E no entanto, nas ruas de Madrid, fora do conforto "conquistado a consumo" no bairro Chueca, a homofobia e a transfobia a nú, como sempre esteve. As iniciativas da Bloque Alternativo, centradas nos bairros populares de Madrid - passeatas, debates públicos, comidas populares em praças centrais... - a despertarem tanta simpatia como as reacções fóbicas e agressivas que talvez esperássemos encontrar em Lisboa, mas já não em Madrid. Ah não? Pois, sim. Longe do negócio e das multinacionais, longe do euro rosa e entre quem não o tem (rosa ou de outra cor), tudo na mesma, e o conflito social que nos opõe à LesBiGayTransfobia absolutamente reconhecível e às claras, como todos os dias o sentimos no nosso próprio País. E nos bairros pobres, entre quem tem pouco, a comunidade LGBT vista injustamente como privilegiada e rica, pois essa é a imagem que se quer criar.


"Orgullo Europeo, Orgullo pesetero!"


Daí o interesse despertado pelas organizações do Bloque Alternativo, em relação ao qual reconhecemos um apoio popular que não se sente de igual forma face a um movimento institucional que se construiu apenas com base na influência política e mediática, no poder do comércio, e numa perigosa e comprometida promiscuidade com o poder político (PSOE). No Bloque Alternativo participam, exactamente, entre muit@s jovens, alguns/mas dos/das activistas mais históricos do movimento, herdeiros da "Radical Gay", anos 90, que ao longo de tantos anos foram aqueles que realmente provocaram a mudança social sobre a qual cresceu o recente e até há pouco tempo pouco influente movimento institucional, mas cujo trabalho este movimento institucional reivindica hoje exclusivamente para si. Assim se reescreve a história, e reescreve-se a dinheiro.Os colectivos e activistas do Bloque Alternativo tentam - sem renegar a festa e a celebração - fazer regressar o movimento LGBT em Madrid aos princípios e reivindicações políticas e sociais originais do movimento LGBT e que, para lá do discurso turístico, se comprova que também no Estado Espanhol continuam por conquistar.

Daí a tomada de posição do nosso cortejo, que não se deixou dispersar no final da manifestação - como pretendiam e tentaram impôr os organizadores - e reapareceu numa espectacular acção directa não-violenta de 300 activistas que simplesmente detiveram a marcha do Europride durante 15 minutos, ao iludirem a polícia e se sentarem e bloquearem a passagem a um dos grandes camiões TIR com um conjunto de faixas onde se lia "os nossos direitos não são um negócio". O camião em causa foi bem escolhido, mas outros poderiam ter sido: este pertencia à empresa "Infinitamente Gay", que patenteou a sigla "Europride" no Estado Espanhol, e à qual têm agora de se pagar direitos se se quiser utilizar a palavra.

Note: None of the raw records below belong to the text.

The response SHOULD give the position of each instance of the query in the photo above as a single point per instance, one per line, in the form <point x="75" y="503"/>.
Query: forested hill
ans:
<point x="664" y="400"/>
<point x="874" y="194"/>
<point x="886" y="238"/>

"Orgulho Europeu, orgulho do dinheiro", gritou-se. E com razão, num contexto em que o comércio se substituiu claramente e ilegitimamente ao movimento social, com a permissão de uma elite privilegiada e moderada do próprio movimento.


Política e Comércio


Sinal de "normalização", dizem-nos. Sinal, respondemos nós, de ocultação do facto de nesta sociedade, como ela ainda é, não haver espaço para normalização nenhuma, mas apenas para um atenuar estratégico mas não-duradouro da discriminação em função da capacidade de consumo de cada um/a.

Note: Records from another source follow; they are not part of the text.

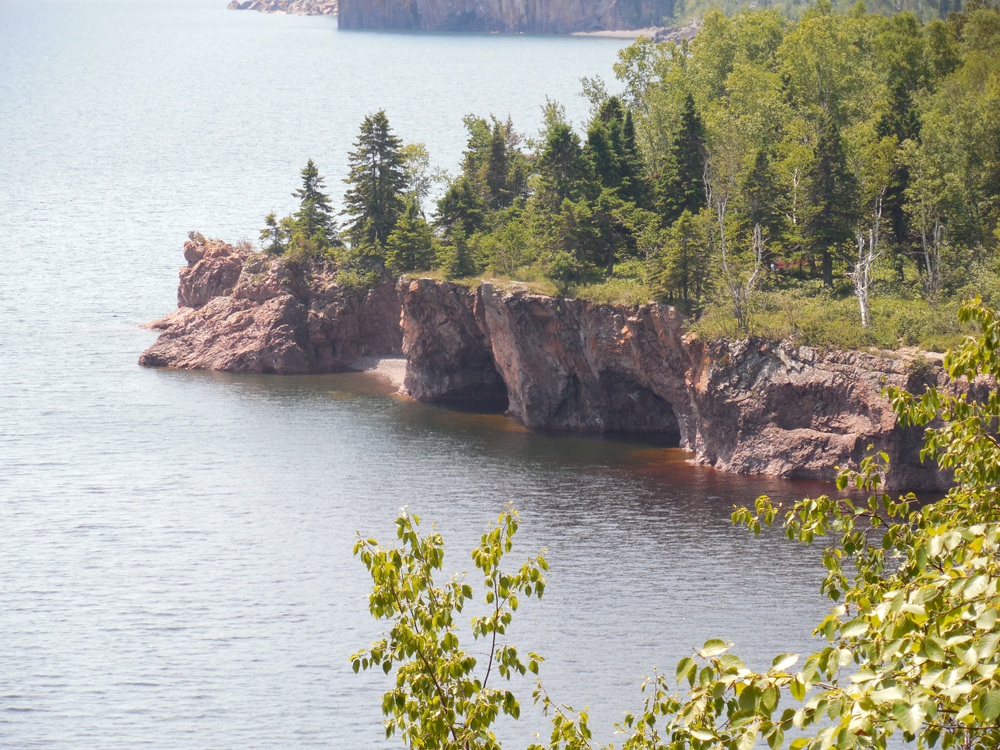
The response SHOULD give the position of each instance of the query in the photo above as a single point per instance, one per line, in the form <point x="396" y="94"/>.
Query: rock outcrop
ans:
<point x="524" y="16"/>
<point x="292" y="7"/>
<point x="741" y="406"/>
<point x="242" y="312"/>
<point x="748" y="407"/>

É evidente que ali, como em Portugal, o comércio LGBT (sempre muito mais G que L, B ou T) tem um papel a desempenhar no processo de luta pela libertação LGBT. Que seria de nós sem os nossos bares, espaços de protecção e socialização, e de criação de consciência comunitária, por mais débil que ela seja ainda em Portugal? E porque não haveríamos nós, LGBT, de ter o direito de consumir e produzir bens de consumo que constituam alternativa às referências negativas que sobre nós constrói a sociedade heterossexista? Quem nos dera - e provavelmente está aí um dos caminhos estratégicos para o crescer do movimento LGBT português, das suas marchas e representatividade social - que mais comerciantes e empresários LGBT tivessem consciência da utilidade que poderiam ter se fossem solidários com a causa do movimento social.

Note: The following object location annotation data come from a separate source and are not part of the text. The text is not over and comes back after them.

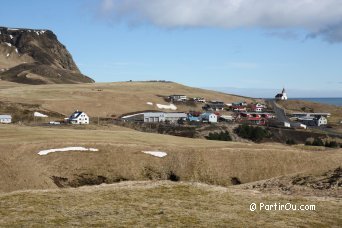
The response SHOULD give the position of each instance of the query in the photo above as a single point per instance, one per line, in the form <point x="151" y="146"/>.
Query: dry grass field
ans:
<point x="306" y="106"/>
<point x="120" y="158"/>
<point x="54" y="189"/>
<point x="160" y="204"/>
<point x="105" y="99"/>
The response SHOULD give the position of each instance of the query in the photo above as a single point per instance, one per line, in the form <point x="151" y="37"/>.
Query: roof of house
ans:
<point x="207" y="114"/>
<point x="75" y="115"/>
<point x="5" y="116"/>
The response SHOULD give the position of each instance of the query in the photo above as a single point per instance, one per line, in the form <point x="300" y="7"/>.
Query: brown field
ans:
<point x="51" y="190"/>
<point x="301" y="106"/>
<point x="105" y="99"/>
<point x="160" y="204"/>
<point x="120" y="158"/>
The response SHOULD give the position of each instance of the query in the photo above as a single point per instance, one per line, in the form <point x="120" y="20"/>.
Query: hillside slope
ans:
<point x="108" y="99"/>
<point x="33" y="56"/>
<point x="160" y="204"/>
<point x="120" y="158"/>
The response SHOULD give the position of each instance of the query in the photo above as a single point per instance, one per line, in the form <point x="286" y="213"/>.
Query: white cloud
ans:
<point x="317" y="17"/>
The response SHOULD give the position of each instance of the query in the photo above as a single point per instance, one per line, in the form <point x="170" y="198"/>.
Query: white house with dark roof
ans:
<point x="79" y="117"/>
<point x="282" y="95"/>
<point x="5" y="119"/>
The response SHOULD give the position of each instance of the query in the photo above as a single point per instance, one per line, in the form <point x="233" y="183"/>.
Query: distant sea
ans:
<point x="334" y="100"/>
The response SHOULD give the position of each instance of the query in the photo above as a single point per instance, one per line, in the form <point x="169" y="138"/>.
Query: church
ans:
<point x="281" y="96"/>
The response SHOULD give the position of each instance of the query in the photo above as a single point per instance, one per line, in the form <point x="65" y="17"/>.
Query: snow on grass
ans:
<point x="38" y="114"/>
<point x="45" y="152"/>
<point x="129" y="116"/>
<point x="159" y="154"/>
<point x="170" y="106"/>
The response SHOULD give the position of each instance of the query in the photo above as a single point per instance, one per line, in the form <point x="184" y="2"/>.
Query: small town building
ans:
<point x="313" y="121"/>
<point x="78" y="117"/>
<point x="321" y="120"/>
<point x="238" y="108"/>
<point x="156" y="117"/>
<point x="5" y="119"/>
<point x="282" y="95"/>
<point x="311" y="114"/>
<point x="256" y="108"/>
<point x="226" y="118"/>
<point x="180" y="98"/>
<point x="208" y="117"/>
<point x="241" y="103"/>
<point x="193" y="118"/>
<point x="199" y="99"/>
<point x="214" y="106"/>
<point x="256" y="120"/>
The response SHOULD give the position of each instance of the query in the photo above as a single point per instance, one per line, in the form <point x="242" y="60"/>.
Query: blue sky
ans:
<point x="197" y="42"/>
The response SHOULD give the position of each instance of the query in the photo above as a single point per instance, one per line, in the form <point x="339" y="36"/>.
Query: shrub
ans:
<point x="255" y="134"/>
<point x="221" y="136"/>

Mas não, para a maioria, ainda hoje (e claro que há boas excepções), a única causa é a do dinheiro. Por isso nos insurgimos, por exemplo, no ano passado, contra a organização de uma Lesboa Party que recusou ter materiais de prevenção lésbicos na sua festa, porque isso representa total falta de solidariedade e de consciência social por parte do negócio, que na maioria das vezes quer lucrar com a comunidade mas não quer contribuir para a sua emancipação. O que não surpreende, aliás, num País tão fóbico em que chega a ser mais fácil encontrar heterossexuais que compreendem e pressentem esta discriminação, do que gays,
lésbicas, bissexuais ou trans que reconheçam a discriminação de que são alvo a todo o momento. "Eu nunca fui discriminado", dizem-nos. E nós rimos, ou choramos, é para onde der, mas indiferentes não podemos ficar, e nesse momento temos consciência do nosso atraso.
Compensam-nos as afinidades que encontrámos com tantos grupos de activistas de Madrid - e de Aragão, Catalunha, País Basco, Galiza, Andaluzia - que não se renderam à total comercialização e despolitização do movimento LGBT que por ali faz mossa funda e que observado de perto desmistifica em grande medida essa "Espanha" que o movimento LGBT tem aqui usado como referência estratégica para tentar - tarefa ingrata - iluminar alguma coisa das cabecinhas envergonhadas dos políticos portugueses.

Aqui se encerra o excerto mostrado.